Ugly Christmas Sweater Parties
The “Ugly Christmas Sweater Party” has become ubiquitous in the United States in the past several years. What are these and when did they start?
The eighties were a decade of fashion excess, including their take on “Jingle Bell Sweaters,” which originally became popular in the 1950s. I recall my elementary school teachers wearing these festive, gaudy sweaters with oversize reindeer and snowmen complete with pom poms and jingle bells. I myself wore some sweatshirts that now make me cringe. These fashion choices mostly disappeared in the mid-1990s.

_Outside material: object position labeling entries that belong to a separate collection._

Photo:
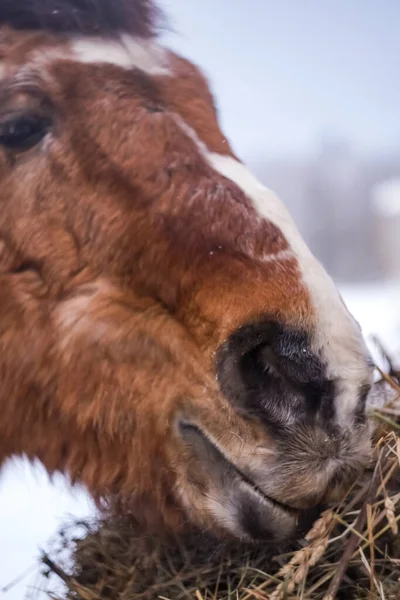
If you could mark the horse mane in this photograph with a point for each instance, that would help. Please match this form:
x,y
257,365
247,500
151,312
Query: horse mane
x,y
83,17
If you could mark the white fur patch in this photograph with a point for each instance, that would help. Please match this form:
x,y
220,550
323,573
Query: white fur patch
x,y
337,337
128,52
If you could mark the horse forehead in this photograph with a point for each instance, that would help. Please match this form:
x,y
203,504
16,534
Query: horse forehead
x,y
126,51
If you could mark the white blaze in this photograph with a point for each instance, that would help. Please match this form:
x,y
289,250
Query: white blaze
x,y
337,337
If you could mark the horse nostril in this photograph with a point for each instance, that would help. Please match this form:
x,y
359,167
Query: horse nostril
x,y
271,370
247,371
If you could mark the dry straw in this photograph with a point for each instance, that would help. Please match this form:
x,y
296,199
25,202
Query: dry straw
x,y
351,552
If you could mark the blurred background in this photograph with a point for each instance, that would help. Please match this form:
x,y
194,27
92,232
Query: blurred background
x,y
309,96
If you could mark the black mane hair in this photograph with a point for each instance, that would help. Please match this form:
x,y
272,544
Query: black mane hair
x,y
85,17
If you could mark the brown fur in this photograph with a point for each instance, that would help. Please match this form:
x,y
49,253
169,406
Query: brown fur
x,y
125,262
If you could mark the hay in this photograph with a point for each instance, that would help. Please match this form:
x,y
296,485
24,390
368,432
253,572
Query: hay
x,y
351,552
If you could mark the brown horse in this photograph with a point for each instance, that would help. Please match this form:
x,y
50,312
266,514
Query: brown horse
x,y
166,336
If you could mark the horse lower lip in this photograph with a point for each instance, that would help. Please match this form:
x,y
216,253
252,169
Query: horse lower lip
x,y
189,429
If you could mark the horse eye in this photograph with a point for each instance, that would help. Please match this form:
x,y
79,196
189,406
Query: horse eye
x,y
23,132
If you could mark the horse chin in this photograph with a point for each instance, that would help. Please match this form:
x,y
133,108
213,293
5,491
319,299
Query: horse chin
x,y
274,504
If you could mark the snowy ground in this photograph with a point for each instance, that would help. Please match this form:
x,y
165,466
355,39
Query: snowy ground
x,y
31,509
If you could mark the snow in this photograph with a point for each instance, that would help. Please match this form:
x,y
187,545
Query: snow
x,y
32,509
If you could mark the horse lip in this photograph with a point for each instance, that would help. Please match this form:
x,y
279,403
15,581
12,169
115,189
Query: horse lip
x,y
187,429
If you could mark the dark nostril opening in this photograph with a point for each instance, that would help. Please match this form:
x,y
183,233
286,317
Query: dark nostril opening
x,y
271,370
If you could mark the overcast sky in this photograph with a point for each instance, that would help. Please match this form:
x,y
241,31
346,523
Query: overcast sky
x,y
286,72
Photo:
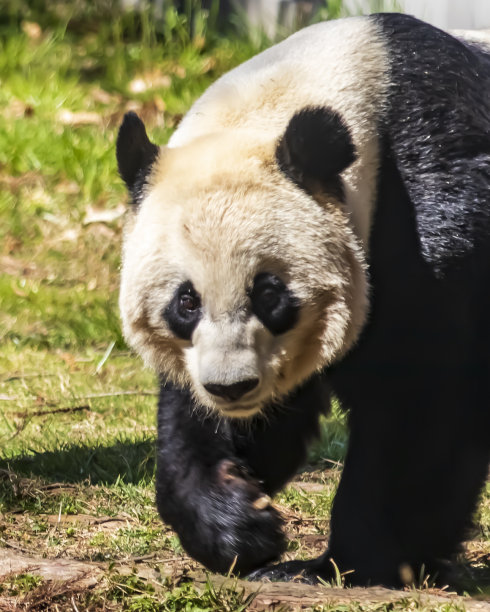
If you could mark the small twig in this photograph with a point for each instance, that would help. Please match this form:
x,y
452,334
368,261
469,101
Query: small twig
x,y
105,357
10,544
22,376
115,394
11,398
25,415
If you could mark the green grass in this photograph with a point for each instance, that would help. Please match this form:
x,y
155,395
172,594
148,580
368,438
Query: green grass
x,y
77,409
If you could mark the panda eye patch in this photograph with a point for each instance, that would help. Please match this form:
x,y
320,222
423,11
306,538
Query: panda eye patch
x,y
188,302
184,311
273,303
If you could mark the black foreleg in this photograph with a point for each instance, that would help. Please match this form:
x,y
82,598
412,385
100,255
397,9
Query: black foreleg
x,y
206,493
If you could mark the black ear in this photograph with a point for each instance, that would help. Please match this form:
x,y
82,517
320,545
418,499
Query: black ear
x,y
135,154
315,148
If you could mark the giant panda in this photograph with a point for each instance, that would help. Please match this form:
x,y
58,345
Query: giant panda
x,y
318,225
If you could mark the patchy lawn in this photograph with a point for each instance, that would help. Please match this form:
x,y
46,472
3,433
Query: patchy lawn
x,y
78,525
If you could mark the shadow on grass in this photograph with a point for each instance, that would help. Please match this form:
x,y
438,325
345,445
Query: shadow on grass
x,y
127,461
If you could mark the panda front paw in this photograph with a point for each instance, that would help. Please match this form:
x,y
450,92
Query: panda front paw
x,y
233,525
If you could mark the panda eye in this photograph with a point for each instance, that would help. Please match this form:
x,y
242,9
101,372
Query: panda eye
x,y
189,302
270,298
184,311
273,303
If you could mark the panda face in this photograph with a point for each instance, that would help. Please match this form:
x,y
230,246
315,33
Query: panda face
x,y
238,285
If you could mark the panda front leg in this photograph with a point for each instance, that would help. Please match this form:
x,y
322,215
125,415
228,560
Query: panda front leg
x,y
205,491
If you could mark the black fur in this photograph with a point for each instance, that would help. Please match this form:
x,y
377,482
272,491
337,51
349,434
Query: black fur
x,y
181,321
418,382
135,155
210,472
273,303
315,149
438,129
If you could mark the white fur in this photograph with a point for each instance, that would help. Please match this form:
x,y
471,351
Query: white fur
x,y
342,64
219,211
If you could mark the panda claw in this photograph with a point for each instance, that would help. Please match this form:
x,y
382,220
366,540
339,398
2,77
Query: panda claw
x,y
262,503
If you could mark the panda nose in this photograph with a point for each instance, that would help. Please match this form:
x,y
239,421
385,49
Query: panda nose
x,y
234,391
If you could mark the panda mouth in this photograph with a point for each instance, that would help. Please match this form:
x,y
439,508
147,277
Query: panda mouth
x,y
235,411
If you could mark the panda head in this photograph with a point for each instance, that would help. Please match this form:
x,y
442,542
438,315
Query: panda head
x,y
241,276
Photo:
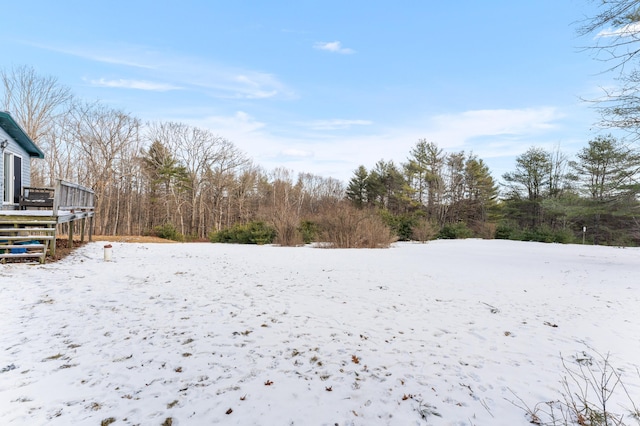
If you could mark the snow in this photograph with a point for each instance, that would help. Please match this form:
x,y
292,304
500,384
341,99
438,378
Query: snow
x,y
238,335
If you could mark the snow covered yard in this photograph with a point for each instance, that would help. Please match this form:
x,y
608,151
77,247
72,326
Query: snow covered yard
x,y
444,333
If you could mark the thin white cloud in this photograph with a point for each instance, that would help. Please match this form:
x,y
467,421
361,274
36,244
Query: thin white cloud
x,y
135,84
461,129
628,30
333,46
296,153
184,72
337,124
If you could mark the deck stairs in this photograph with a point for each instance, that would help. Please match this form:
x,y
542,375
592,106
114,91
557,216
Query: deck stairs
x,y
26,237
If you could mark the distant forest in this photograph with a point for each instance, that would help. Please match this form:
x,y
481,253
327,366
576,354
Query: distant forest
x,y
187,183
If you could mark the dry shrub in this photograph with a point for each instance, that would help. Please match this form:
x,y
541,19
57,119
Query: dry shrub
x,y
287,233
345,226
483,230
424,230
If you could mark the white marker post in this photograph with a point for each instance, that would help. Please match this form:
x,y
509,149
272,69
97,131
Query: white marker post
x,y
107,253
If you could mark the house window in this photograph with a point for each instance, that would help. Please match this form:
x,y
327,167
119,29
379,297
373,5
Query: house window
x,y
12,179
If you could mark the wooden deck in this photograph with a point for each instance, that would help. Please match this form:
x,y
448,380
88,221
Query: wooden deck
x,y
31,233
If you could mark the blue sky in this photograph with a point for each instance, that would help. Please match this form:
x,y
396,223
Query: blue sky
x,y
325,86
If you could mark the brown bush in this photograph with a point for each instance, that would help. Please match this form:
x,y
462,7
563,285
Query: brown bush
x,y
424,230
344,226
483,230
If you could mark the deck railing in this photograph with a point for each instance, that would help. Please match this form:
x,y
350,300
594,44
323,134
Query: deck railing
x,y
73,197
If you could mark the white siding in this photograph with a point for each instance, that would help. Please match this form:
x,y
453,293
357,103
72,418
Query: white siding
x,y
17,150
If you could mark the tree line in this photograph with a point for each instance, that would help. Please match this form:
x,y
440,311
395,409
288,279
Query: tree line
x,y
187,182
547,197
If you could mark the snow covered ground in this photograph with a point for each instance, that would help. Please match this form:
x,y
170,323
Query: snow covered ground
x,y
444,333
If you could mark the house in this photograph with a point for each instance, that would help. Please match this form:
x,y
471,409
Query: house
x,y
16,149
26,230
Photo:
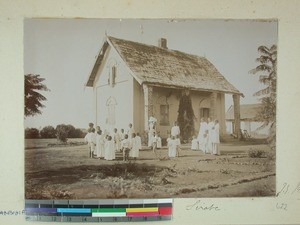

Fast-forward to the early 21st century; people must have found their aunt’s sweaters in the closet or stumbled upon them at a thrift store, but suddenly these were very funny. Two friends in Vancouver have laid claim to the first “Ugly Chrismas Sweater Party” in 2002, where it is still held each year in the Commodore Ballroom (they have even trademarked “ugly Christmas sweater” and “ugly Christmas sweater party”). I remember that the first Ugly Christmas Sweater party I organized at my house was in 2009, and my friends and I wore sweaters we had found at Goodwill. Nowadays, there is a huge market for newly produced “Ugly Sweaters,” although I think it misses the original point of ironic nostalgia for the 1980s fashion. I suspect that most of the ugly sweaters have been purchased by now and so it is necessary to produce new ones.
The goal of these parties is to all be awkwardly dressed together and celebrate the holiday season (Ugly Sweaters can be Hannukah-themed or winter-themed in general). Therefore, you will also hear them referred to as “Ugly Holiday Sweater Parties.”